Here, I discovered that stress is actually quite common in highly sensitive people. Consequently, they burnout a lot quicker than the regular Joe. There are a couple of reasons for that, which I would like to explain in this article.
There are tips and tricks to deal with chronic stress, which I will share with you. Next to that, you will learn how to lower the levels of cortisol in your body, which are a product of feeling chronically stressed-out.
Here’s What You’ll Discover:
What Is Stress?
Today, the term stress is actually an umbrella term. Stress is an English word and literally means ‘tension’ or ‘pressure’.
Stress is not necessarily negative, although the word is often used that way these days. It is usually automatically associated with work situations. But actually, stress is also possible in other situations, so also with fun things.
The following types of stress are most common:
- Work stress;
- Relationship stress;
- Holiday stress;
- Exam stress;
- Money stress;
- Anticipation stress;
- Memory stress;
- Post-traumatic stress.
Stress permeates all levels of existence. When someone feels stressed, it affects the body, thoughts and behavior. For this reason, the symptoms of stress are classified into three levels: physical, psychological and behavioral.
Factors For Experiencing Stress
Not everyone is equally sensitive to stress. This has to do with several factors:
External Factors Of Stress
People experience stress when they perceive something as threatening. This experience then feels threatening to their mental or physical well-being.
However, not everyone experiences the same stressful situation in the same way. This is because of the way they give meaning to a situation. This concerns the following characteristics:
- Extremity: Some events are more drastic than others. Some are so drastic that everyone experiences them as stressful. Think of wars, (nature)disasters or pandemics.
- Predictability: An event is more likely perceived as stressful if someone didn’t see it coming. You can prepare yourself for stressful events that show a certain regularity or that have been announced. This helps with the perceived stress level.

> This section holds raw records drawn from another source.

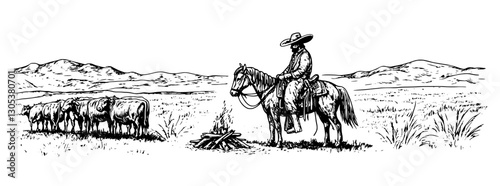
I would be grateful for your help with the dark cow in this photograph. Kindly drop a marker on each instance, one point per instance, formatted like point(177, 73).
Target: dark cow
point(130, 111)
point(34, 114)
point(82, 113)
point(54, 112)
point(98, 111)
point(69, 111)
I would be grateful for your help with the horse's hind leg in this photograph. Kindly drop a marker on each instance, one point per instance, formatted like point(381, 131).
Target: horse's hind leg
point(326, 123)
point(277, 127)
point(338, 127)
point(272, 130)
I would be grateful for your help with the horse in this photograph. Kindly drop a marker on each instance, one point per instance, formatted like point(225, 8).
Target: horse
point(325, 106)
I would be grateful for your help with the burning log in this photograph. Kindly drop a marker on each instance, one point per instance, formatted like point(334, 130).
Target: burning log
point(226, 141)
point(220, 137)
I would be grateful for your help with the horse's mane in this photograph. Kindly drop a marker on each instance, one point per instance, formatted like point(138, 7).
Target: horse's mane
point(264, 79)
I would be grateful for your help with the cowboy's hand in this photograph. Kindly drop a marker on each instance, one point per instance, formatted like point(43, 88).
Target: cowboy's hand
point(280, 76)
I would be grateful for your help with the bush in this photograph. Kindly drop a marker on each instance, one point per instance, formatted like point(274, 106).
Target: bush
point(457, 128)
point(410, 133)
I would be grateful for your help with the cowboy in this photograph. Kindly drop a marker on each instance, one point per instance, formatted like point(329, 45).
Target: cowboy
point(294, 77)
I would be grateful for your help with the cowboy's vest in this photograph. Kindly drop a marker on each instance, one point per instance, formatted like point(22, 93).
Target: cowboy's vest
point(295, 63)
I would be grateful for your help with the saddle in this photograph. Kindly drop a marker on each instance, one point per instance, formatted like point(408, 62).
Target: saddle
point(311, 87)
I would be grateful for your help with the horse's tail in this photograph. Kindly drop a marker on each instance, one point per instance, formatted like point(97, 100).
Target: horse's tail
point(346, 108)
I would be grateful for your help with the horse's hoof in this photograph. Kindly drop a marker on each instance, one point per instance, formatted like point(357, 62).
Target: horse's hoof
point(279, 145)
point(270, 143)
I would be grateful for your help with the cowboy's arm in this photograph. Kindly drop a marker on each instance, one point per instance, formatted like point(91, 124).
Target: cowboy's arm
point(305, 61)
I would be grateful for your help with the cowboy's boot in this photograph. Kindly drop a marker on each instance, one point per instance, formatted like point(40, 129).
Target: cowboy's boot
point(288, 123)
point(296, 125)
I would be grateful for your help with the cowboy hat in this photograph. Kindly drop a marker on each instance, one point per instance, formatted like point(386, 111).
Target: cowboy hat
point(296, 38)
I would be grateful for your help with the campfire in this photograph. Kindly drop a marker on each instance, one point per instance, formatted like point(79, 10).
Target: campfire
point(221, 137)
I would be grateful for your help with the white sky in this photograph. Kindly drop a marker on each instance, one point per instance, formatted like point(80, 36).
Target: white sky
point(175, 36)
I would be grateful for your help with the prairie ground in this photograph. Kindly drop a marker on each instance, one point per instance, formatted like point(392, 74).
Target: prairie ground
point(177, 118)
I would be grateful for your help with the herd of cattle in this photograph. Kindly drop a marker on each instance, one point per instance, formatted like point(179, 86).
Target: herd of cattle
point(132, 111)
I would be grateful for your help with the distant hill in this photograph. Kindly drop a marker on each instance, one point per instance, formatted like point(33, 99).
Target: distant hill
point(414, 73)
point(67, 75)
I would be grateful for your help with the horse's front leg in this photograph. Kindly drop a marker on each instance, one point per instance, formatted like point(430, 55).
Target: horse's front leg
point(277, 126)
point(272, 129)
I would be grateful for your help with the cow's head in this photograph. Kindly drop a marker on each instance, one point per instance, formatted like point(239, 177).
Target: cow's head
point(26, 110)
point(104, 104)
point(69, 105)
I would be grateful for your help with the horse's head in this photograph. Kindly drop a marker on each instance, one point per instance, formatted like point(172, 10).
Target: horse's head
point(26, 110)
point(240, 81)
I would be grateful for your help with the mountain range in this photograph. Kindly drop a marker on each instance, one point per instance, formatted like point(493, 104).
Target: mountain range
point(67, 75)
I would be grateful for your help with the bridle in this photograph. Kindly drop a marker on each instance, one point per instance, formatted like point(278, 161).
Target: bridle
point(242, 97)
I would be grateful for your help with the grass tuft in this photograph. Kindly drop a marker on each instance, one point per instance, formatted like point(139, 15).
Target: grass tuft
point(456, 127)
point(410, 133)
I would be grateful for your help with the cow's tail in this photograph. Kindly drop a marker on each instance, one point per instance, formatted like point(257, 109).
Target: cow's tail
point(146, 116)
point(346, 108)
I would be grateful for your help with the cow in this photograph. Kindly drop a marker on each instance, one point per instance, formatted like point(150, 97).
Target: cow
point(34, 114)
point(52, 114)
point(81, 115)
point(69, 111)
point(130, 111)
point(98, 111)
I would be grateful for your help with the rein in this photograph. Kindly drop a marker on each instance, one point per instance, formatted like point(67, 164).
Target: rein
point(243, 96)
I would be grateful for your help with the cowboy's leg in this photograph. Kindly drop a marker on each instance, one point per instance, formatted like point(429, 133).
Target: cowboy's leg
point(291, 92)
point(291, 98)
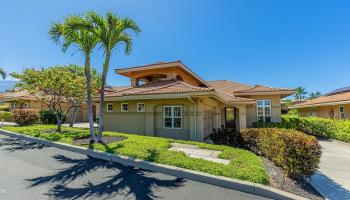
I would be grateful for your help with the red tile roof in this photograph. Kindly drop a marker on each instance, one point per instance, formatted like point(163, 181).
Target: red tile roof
point(158, 87)
point(334, 99)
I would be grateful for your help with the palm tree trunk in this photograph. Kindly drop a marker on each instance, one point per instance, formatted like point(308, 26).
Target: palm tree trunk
point(59, 121)
point(75, 110)
point(102, 94)
point(89, 101)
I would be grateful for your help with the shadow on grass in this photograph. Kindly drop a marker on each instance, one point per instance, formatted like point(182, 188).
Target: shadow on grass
point(15, 144)
point(106, 180)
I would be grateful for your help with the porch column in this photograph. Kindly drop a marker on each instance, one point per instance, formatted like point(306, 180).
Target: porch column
point(149, 119)
point(242, 112)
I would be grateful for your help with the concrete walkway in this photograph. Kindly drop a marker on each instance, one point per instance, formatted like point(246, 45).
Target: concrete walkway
point(333, 178)
point(195, 152)
point(81, 125)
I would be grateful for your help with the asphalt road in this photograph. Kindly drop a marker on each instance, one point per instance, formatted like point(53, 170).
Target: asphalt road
point(30, 171)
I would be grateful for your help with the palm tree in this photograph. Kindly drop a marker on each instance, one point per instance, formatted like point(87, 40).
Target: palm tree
point(67, 35)
point(314, 95)
point(2, 73)
point(300, 93)
point(110, 31)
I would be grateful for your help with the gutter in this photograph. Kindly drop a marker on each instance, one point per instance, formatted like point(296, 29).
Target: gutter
point(195, 116)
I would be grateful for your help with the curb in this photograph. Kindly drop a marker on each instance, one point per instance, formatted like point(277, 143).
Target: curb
point(244, 186)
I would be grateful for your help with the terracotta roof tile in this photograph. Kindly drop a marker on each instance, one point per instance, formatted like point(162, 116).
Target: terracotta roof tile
point(228, 86)
point(159, 87)
point(338, 98)
point(262, 88)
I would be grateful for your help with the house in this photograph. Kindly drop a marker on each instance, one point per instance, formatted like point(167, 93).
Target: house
point(333, 105)
point(23, 100)
point(167, 99)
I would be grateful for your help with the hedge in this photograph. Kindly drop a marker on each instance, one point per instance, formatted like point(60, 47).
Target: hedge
point(6, 116)
point(297, 153)
point(329, 128)
point(24, 117)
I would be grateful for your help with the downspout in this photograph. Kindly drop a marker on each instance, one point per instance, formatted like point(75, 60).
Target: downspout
point(195, 117)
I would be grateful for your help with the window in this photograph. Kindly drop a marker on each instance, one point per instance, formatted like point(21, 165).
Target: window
point(109, 107)
point(13, 105)
point(311, 112)
point(341, 112)
point(172, 117)
point(124, 107)
point(140, 107)
point(263, 110)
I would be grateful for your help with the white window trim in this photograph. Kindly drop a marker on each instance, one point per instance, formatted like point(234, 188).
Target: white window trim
point(122, 109)
point(144, 107)
point(309, 113)
point(108, 104)
point(172, 117)
point(340, 113)
point(257, 110)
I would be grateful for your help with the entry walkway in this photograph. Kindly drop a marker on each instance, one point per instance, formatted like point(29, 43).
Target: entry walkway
point(195, 152)
point(333, 178)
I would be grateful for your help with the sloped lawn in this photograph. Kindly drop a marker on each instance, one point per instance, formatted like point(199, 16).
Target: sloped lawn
point(244, 165)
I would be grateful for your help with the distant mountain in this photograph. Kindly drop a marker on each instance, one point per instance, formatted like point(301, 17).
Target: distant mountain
point(7, 85)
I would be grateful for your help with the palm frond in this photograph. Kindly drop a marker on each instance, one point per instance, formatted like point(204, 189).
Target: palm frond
point(3, 73)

- Controllability: The stronger we feel that we have control over a situation, the less stressful we experience the event. Situations such as someone’s death, serious illness or dismissal cannot be controlled and are therefore experienced as very stressful.
- The extent to which self-image is tested: Events that require a great deal of adaptability can be extremely stressful. Examples include emigration, physical violence or (medical) gaslighting. People often start to doubt themselves because of such situations, which can cause serious stress.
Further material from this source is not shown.